私立カームラ博物館付属芸能芸術家研究所の日誌

ワラ人形は使っていない

2005年12月15日 02時27分49秒 | 短歌
 「そんなことしてたらいつか酷い目に…」思っていたら殺されちゃった
 クマちゃんのシャッターにある「廃業」の貼り紙悲し店主殺さる

駅前の薬局が廃業閉店して、2ヶ月が経った。シャッターに描かれていた動物たちの絵も、最近になって消されてしまった。

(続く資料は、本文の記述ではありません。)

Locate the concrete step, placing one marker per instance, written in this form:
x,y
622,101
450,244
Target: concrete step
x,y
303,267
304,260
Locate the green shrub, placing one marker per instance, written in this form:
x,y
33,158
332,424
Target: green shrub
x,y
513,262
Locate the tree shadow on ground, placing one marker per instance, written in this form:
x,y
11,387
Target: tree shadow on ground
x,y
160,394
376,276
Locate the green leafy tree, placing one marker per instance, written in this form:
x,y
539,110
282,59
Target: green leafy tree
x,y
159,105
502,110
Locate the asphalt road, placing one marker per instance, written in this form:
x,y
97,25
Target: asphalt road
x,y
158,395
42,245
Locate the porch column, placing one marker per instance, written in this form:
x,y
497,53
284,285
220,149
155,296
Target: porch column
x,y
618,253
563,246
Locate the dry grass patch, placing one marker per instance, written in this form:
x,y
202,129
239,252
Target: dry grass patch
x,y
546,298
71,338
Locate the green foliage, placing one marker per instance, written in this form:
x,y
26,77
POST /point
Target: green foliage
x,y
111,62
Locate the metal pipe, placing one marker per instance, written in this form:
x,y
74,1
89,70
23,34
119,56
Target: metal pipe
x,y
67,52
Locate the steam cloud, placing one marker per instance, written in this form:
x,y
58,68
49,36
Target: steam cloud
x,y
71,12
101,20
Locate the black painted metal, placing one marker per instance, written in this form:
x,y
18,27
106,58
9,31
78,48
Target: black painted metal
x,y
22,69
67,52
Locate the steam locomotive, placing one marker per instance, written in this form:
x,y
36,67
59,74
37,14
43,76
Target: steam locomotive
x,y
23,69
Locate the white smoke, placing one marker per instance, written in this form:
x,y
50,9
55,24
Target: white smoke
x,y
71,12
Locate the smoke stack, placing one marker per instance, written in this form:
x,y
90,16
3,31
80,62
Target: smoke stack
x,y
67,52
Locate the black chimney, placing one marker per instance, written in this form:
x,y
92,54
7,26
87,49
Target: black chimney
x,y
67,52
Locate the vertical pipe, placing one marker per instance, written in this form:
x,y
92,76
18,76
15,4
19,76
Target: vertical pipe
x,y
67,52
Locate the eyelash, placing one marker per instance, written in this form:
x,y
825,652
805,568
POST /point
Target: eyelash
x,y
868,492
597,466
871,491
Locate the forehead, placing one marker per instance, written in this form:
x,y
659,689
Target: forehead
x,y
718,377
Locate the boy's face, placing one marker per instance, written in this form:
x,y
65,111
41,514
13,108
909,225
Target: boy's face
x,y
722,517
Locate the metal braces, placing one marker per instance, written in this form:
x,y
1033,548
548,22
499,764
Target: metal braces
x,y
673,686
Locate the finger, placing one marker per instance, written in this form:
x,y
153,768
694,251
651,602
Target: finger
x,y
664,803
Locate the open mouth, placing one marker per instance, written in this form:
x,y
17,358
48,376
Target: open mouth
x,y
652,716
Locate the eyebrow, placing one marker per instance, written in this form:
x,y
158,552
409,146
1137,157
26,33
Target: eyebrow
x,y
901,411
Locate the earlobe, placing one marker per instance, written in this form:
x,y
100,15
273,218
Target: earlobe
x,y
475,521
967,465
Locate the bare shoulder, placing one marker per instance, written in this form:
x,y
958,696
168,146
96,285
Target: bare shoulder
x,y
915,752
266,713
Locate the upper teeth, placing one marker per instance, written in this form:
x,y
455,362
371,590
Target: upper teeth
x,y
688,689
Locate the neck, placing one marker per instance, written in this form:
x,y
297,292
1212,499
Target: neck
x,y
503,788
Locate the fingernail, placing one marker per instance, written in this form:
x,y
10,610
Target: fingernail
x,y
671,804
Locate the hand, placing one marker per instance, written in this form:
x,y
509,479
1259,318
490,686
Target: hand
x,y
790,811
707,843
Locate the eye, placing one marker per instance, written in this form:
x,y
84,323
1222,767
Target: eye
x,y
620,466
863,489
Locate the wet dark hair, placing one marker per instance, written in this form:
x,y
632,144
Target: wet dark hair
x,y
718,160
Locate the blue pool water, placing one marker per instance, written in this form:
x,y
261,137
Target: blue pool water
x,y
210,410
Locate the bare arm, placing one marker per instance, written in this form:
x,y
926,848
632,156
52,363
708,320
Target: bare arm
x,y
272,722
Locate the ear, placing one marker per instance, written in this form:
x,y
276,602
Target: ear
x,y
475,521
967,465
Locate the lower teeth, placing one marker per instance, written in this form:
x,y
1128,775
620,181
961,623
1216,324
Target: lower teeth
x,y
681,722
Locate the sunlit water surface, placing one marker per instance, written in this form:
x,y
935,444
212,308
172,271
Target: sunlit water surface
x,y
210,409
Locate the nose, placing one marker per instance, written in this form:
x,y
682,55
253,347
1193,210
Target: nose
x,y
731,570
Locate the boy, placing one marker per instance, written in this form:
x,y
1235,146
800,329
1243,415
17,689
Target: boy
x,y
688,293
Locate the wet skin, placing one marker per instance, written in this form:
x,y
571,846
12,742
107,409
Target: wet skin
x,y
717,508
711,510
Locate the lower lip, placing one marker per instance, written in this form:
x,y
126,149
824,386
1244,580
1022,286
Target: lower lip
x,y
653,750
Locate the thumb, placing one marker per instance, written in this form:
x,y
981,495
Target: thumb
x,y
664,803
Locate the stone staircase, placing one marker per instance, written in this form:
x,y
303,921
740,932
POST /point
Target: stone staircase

この薬局が開店したのは、今から10数年前。始めは若いご夫婦二人だけで営む、小ぢんまりとした店だった。ご夫婦はいつも明るく心安い人柄で、私もよくこの店を利用していた。薬の配達もしてくれたし、ご夫婦に赤ちゃんが誕生した時には、美味しい酒も少々進呈したりもして、割と親しい付き合いをしていた。そして数年後、店は近くに建設されたマンションの1階テナントに入り、規模も大きくなり、バイトやパートの従業員も増えた。
ある時、「アルバイト募集」の貼り紙を見た私は、「私はダメでしょうか?」と店主に聞いてみたのだが、「男性はちょっと…」とあっさり断られてしまった。そしてその後の店主の言葉が、やや気に食わなかった。「何でそんなことになってしまったんですか?」。バイトをすることは「そんなこと」と言われるほど、惨めなことなのだろうか?たぶん私が、タレントとして大成功しているように思われていたのであろうが…。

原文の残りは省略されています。